“Everything’s chaaaaanging, when I turn around, all out of what I know, I’m a lone bob.”-Avril Lavigne, Mobile
Note: Lyrics above brought to you by me, singing alone in the car to my Avril Lavigne CD from 2004. Not officially provided by Avril or her representatives.
I am twenty-four now, guys. We started this blog when I was nineteen. (I had some other half-baked intro ideas, but this fact just struck me, and I don’t quite know what to do with it so I’m just going to leave it here.)
I’m twenty-four, and everything is in flux. I feel too old to be so clueless, and too young to be so serious. The last few months have been a hurricane – except I’m starting to realize that the hurricane is just the world outside my apartment, and I haven’t really been outside alone before now.
New friends, old friends. Warm beginnings. Painful goodbyes. A wrinkled face with bushy eyebrows we’ll never get to see again, but maybe that’s what his disposable cameras were for all along.

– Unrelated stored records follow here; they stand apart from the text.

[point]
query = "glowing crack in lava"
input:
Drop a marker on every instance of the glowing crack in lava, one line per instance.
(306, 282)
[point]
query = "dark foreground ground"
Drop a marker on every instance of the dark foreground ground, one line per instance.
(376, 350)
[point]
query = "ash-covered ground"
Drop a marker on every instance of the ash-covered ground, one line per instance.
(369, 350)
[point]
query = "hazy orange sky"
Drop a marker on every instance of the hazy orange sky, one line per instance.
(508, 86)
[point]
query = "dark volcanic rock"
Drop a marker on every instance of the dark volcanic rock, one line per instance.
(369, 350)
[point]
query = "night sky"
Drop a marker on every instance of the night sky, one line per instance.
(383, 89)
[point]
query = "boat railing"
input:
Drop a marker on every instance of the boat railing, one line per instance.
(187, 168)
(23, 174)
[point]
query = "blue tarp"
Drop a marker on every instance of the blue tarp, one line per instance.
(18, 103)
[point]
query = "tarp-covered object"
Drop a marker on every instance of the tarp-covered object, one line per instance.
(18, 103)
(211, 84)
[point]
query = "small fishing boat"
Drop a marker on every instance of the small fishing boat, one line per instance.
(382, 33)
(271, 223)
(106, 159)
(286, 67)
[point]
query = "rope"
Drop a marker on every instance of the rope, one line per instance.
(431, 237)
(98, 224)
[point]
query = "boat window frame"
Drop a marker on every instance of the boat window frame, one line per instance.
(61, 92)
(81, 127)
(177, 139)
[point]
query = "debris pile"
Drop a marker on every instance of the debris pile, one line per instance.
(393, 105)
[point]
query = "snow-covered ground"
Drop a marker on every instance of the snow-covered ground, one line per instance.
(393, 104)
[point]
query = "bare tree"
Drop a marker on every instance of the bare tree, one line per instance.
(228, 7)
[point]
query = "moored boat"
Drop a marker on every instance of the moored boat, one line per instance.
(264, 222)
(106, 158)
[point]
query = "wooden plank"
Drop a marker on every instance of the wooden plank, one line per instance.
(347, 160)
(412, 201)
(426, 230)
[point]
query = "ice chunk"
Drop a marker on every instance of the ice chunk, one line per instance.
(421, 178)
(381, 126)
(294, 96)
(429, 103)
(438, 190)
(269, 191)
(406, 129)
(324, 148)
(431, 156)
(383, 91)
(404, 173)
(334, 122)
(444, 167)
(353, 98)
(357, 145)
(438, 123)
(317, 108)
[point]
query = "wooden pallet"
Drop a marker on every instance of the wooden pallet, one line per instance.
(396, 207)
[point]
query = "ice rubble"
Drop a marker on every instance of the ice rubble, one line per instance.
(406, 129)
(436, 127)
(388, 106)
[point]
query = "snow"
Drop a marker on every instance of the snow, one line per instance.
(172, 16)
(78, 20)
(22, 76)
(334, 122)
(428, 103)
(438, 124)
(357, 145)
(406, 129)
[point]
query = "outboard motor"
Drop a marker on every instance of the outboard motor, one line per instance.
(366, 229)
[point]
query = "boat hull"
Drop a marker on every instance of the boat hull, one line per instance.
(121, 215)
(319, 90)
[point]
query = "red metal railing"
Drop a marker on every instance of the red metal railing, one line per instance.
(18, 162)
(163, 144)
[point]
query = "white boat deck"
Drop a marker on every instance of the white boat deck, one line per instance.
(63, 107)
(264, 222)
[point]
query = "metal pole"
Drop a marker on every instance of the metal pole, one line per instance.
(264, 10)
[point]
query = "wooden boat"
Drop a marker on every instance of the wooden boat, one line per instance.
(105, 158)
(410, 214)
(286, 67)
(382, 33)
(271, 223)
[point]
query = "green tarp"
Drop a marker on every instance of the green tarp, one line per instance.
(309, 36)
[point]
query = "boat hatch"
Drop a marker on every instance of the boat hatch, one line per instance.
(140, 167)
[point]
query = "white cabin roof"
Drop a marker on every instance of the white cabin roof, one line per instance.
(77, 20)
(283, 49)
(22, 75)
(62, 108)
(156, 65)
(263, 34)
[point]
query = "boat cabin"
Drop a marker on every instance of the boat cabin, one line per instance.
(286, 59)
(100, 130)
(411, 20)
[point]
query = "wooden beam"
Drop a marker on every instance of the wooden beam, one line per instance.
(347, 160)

Change came in bulk this season, my friends. But the good ol’ stuff keeps coming too. Like just now, Julie sent me a snapchat of a pair of knitting needles she just bought that look really, really phallic. (“What, are you knitting with penisia?”) These are the moments I really hope to remember.
If you’re hungry for some comfort in the middle of a change hurricane, here are a few tips from the field:
- Listen to your favorite CD from 2004. (Remember how you thought that Jackie telling Ben you had a crush on him was going to bring about the end of days. Remember that it did not.)
- Read a book that you “just stumbled across” in the self-help section.
- Find a few great gems in that book. Write that shit down in your journal.
- Find a line in the book that sounds a lot like “if you let [insert trauma here] stop you from being successful, you didn’t try hard enough” in that book. Remove from your bookshelf quietly.
- Call a friend you’ve been missing. Ask them to hang out. Set a date and a time.
- Learn something new at work.
- Read a book about WWII. (Hey, at least you’re not in WWII!)
- Cry about things you can’t quite articulate. Cry loud and ugly.
- Try doing a handstand. Your left arm is missing a bone now, but fuck it, why not.
- Anchor yourself by helping someone else. If you have enough time for an existential crisis, you have enough time for a few hours of volunteering. (It doesn’t have to move mountains. Just show up.)